Quantitative RT‐PCR, showing PAPST1 overexpression in medulloblastomas (A) and D341, DAOY, ONS‐76 medulloblastoma cells (B). Forced expression of miR‐22 significantly reduces PAPST1  mRNA expression in DAOY and ONS‐76 medulloblastoma cells (n = 3, ± SD; **P < 0.01) (C). Western blot showing PAPST1 downregulation in DAOY and ONS‐76 medulloblastoma cells (n = 3, ± SD; *P < 0.05) (D).

Figure 8

Quantitative RT‐PCR showing that tumors originating from miR‐22‐expressing DAOY medulloblastoma cells in nude mice show significantly lower PAPST1  mRNA expression (n = 3, ± SD; **P < 0.01) (A) than those originating from control DAOY cells. Western blot analysis showed similar observations at the protein level (n = 3, ± SD; **P < 0.01) (B).

Figure 9

PAPST 1 immunohistochemistry.
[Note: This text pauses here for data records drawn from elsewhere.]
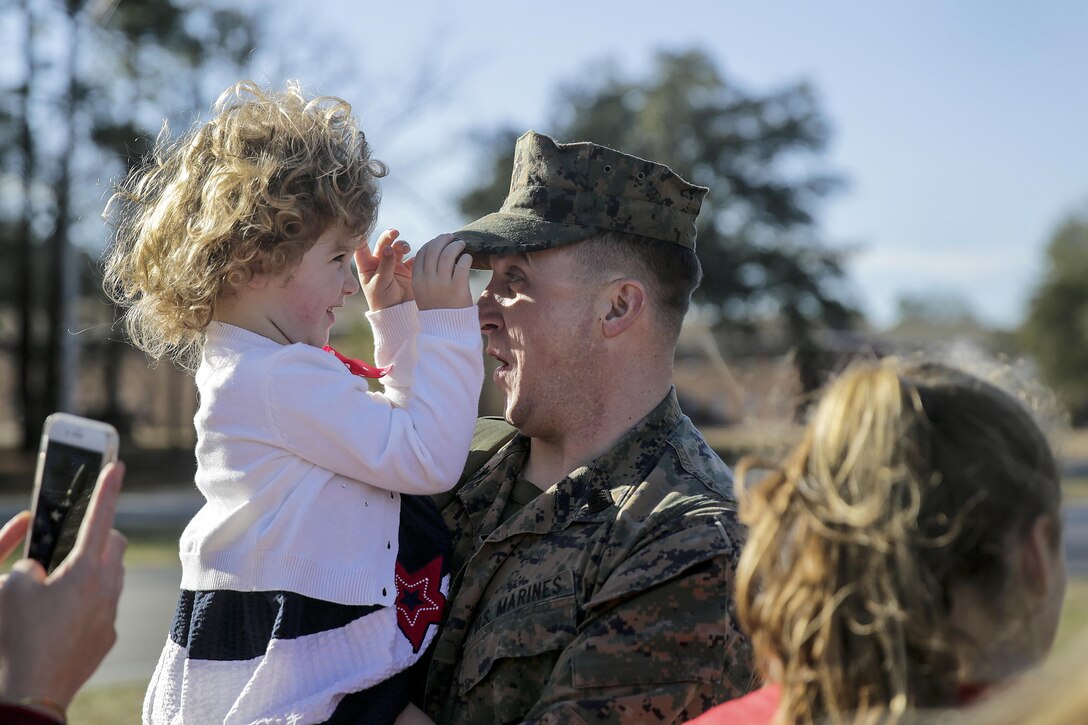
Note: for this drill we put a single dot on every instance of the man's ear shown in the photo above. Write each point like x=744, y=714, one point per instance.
x=625, y=300
x=1037, y=554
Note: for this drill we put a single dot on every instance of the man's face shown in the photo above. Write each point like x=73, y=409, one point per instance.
x=538, y=314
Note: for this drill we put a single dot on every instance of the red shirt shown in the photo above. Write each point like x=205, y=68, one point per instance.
x=755, y=708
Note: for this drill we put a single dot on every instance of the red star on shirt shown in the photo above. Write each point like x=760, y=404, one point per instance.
x=420, y=601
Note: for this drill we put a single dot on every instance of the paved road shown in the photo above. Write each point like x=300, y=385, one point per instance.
x=150, y=593
x=147, y=605
x=144, y=615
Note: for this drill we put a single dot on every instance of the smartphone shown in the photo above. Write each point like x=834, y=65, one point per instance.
x=73, y=452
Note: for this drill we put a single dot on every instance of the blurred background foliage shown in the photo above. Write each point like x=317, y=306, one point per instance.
x=86, y=86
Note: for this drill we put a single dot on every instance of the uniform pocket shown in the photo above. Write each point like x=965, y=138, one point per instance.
x=531, y=619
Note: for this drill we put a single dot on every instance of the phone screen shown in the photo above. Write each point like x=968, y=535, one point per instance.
x=68, y=480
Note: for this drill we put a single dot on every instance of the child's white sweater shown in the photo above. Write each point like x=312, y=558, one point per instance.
x=301, y=466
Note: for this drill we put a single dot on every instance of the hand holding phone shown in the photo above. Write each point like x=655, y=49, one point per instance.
x=73, y=452
x=56, y=630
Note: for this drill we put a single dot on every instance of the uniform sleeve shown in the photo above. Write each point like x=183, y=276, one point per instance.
x=659, y=642
x=417, y=443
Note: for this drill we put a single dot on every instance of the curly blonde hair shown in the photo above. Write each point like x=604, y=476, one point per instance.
x=249, y=191
x=909, y=480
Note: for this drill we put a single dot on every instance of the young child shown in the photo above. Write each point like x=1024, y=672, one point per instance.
x=309, y=584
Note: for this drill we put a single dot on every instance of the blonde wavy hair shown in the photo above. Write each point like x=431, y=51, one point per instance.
x=910, y=480
x=249, y=191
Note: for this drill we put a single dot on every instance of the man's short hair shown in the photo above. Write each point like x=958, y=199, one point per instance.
x=670, y=272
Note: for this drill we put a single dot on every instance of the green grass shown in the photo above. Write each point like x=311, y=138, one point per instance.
x=118, y=704
x=113, y=704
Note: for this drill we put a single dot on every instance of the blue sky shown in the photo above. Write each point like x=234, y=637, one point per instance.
x=960, y=127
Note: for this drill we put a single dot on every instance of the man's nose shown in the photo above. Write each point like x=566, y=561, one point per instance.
x=490, y=319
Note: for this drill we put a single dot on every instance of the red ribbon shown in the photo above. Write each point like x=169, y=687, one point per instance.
x=358, y=367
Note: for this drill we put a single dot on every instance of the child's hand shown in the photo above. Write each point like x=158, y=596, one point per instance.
x=440, y=278
x=384, y=277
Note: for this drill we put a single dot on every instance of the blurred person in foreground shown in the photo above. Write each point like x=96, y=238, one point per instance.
x=593, y=552
x=1056, y=695
x=54, y=630
x=906, y=556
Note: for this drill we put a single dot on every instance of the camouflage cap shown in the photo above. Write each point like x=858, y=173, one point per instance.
x=564, y=193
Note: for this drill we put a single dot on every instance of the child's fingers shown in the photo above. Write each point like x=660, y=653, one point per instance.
x=385, y=240
x=365, y=260
x=13, y=532
x=461, y=268
x=448, y=257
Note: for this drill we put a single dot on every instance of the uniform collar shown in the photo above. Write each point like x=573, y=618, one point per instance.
x=585, y=494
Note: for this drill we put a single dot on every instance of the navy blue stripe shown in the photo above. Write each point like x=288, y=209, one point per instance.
x=227, y=625
x=378, y=705
x=422, y=535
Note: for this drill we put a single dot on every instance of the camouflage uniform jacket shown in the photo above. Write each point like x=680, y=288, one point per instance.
x=605, y=599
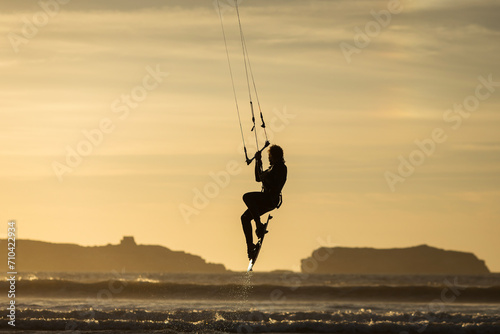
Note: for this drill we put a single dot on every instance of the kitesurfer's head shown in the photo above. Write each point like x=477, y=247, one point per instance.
x=276, y=155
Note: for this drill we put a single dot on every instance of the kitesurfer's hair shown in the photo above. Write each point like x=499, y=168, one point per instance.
x=277, y=153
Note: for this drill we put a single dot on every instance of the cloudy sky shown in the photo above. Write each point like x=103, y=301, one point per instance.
x=346, y=95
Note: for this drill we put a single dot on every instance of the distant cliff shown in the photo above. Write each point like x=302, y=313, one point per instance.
x=45, y=256
x=414, y=260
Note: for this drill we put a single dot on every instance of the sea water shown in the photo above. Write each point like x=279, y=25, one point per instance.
x=281, y=302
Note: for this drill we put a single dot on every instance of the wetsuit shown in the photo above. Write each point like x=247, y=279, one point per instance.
x=273, y=179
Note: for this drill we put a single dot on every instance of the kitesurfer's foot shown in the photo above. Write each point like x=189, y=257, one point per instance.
x=250, y=251
x=260, y=231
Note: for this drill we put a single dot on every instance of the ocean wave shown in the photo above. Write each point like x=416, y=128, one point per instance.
x=152, y=290
x=363, y=321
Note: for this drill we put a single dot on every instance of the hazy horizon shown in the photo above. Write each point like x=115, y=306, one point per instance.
x=344, y=118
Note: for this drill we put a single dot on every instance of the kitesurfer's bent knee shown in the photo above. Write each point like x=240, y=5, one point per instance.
x=246, y=223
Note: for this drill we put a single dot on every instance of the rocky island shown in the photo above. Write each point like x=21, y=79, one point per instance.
x=421, y=259
x=45, y=256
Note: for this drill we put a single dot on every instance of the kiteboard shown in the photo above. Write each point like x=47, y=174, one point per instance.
x=258, y=246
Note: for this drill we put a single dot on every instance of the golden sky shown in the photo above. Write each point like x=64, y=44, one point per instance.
x=346, y=95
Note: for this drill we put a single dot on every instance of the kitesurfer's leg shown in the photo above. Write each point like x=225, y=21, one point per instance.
x=253, y=202
x=258, y=203
x=246, y=222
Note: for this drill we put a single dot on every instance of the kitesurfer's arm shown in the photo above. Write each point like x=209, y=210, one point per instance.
x=258, y=166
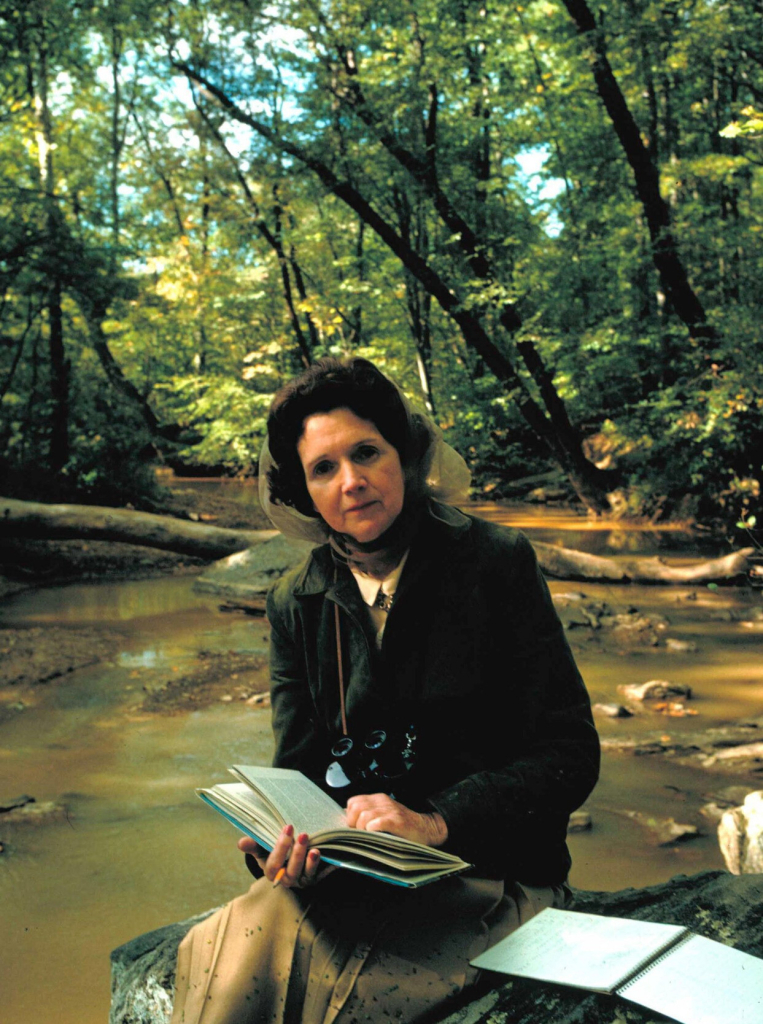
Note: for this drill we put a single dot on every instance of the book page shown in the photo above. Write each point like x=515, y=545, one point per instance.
x=298, y=800
x=580, y=949
x=702, y=982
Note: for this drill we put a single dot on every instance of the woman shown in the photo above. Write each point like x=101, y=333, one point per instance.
x=420, y=674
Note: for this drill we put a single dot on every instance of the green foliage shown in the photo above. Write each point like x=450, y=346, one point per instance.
x=229, y=417
x=172, y=231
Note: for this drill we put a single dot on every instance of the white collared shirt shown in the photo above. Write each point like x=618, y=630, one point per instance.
x=370, y=588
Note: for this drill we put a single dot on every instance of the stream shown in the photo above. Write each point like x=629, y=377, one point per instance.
x=136, y=849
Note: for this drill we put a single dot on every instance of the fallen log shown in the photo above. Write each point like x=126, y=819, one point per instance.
x=93, y=522
x=40, y=521
x=565, y=563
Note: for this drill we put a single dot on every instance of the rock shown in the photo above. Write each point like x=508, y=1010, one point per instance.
x=33, y=812
x=14, y=802
x=655, y=689
x=740, y=836
x=730, y=796
x=245, y=578
x=712, y=812
x=666, y=832
x=742, y=752
x=580, y=821
x=612, y=711
x=678, y=646
x=259, y=700
x=715, y=904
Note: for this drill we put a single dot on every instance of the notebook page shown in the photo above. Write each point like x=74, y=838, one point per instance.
x=702, y=982
x=581, y=949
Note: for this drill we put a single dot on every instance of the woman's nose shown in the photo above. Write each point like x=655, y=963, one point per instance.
x=352, y=476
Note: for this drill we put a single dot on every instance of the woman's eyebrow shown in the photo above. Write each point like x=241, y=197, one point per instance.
x=355, y=444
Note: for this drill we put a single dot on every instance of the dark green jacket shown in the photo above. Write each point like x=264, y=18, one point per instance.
x=473, y=654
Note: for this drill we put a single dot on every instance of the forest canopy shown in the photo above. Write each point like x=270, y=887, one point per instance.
x=544, y=219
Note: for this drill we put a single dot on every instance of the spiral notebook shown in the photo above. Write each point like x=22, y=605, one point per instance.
x=665, y=968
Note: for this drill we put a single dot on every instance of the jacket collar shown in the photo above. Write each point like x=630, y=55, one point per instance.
x=443, y=523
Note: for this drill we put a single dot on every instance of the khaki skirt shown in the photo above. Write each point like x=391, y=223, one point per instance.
x=349, y=949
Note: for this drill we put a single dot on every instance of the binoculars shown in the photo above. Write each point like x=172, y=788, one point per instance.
x=380, y=756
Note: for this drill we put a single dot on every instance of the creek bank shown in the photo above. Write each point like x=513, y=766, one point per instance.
x=720, y=906
x=227, y=677
x=735, y=749
x=32, y=656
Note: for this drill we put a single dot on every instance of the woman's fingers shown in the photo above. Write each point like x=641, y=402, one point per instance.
x=368, y=804
x=253, y=849
x=378, y=812
x=279, y=856
x=291, y=863
x=312, y=866
x=296, y=862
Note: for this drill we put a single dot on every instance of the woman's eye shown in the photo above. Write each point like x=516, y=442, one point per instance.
x=366, y=453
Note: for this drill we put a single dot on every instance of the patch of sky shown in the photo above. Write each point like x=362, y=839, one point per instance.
x=540, y=186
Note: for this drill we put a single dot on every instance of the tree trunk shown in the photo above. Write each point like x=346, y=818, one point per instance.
x=92, y=522
x=665, y=248
x=589, y=482
x=35, y=520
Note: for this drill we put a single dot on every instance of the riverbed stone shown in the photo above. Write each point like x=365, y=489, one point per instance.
x=654, y=689
x=720, y=906
x=245, y=578
x=611, y=711
x=740, y=836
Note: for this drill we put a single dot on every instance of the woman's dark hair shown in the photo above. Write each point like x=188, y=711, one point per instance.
x=353, y=384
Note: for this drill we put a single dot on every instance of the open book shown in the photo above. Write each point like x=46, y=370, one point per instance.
x=267, y=799
x=665, y=968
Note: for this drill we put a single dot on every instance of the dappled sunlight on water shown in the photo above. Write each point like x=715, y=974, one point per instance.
x=137, y=848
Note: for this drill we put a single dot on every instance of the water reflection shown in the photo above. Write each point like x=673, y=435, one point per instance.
x=137, y=849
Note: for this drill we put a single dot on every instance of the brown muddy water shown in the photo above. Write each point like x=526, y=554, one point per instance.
x=137, y=849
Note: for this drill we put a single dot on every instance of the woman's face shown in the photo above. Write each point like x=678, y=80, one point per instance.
x=353, y=475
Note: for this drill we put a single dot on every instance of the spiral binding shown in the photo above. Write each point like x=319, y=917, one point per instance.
x=648, y=963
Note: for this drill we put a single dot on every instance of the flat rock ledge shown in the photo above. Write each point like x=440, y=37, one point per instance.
x=725, y=907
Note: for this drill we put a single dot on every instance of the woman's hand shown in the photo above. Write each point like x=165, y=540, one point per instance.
x=378, y=812
x=302, y=865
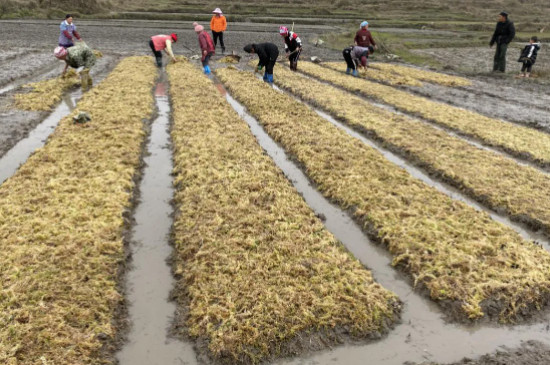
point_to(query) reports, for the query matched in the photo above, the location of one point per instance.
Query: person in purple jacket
(68, 32)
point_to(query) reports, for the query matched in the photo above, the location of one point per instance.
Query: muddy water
(10, 162)
(423, 335)
(150, 281)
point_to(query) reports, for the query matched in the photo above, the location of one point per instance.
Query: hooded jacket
(504, 33)
(529, 53)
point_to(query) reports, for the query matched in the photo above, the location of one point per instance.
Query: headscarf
(59, 52)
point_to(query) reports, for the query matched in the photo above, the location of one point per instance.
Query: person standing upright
(503, 35)
(207, 47)
(363, 37)
(218, 25)
(68, 32)
(293, 46)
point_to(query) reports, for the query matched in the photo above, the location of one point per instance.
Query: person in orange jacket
(218, 25)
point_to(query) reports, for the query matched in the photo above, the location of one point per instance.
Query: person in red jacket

No immunoreactivity was observed in normal cerebellum (A) or in IgG negative control in medulloblastomas (B). Cytoplasmic PAPST1 expression in medullobalstoma cells (C,D).

Figure 10

Summary of miR‐22 putative target binding sites in 3' Untranslated Regions (UTR) of PAPST 1, predicted by FindTar3 Online Prediction (A). Construction of the luciferase reporter containing the full‐length wild‐type (WT) 3' UTR or 3' UTR sequence with mutations at the two putative binding sites (MUT) of the PAPST 1 gene (B). Luciferase reporter assay confirmed that PAPST 1 is negatively regulated by the interaction between miR‐22 and complementary sequences in the 3'UTR of PAPST 1 in DAOY and ONS‐76 medulloblastoma cells (C,D).

Figure 11

Lentivirus shRNA‐mediated knockdown of PAPST 1. The knockdown expression by miR‐22 was determined by quantitative RT‐PCR in DAOY and ONS‐76 medulloblastoma cells (A) (n = 3, ± SD, *P < 0.05, **P < 0.01). Reduced expression was also detected at the protein level by Western blot (B) (n = 3, ± SD; **P < 0.01). In the CCK‐8 assay, lowered expression of PAPST1 led to decreased cell proliferation in DAOY (C) and ONS‐76 (D) medulloblastoma cells (n = 3, ± SD, *P < 0.05, **P < 0.01). NC, negative control shRNA.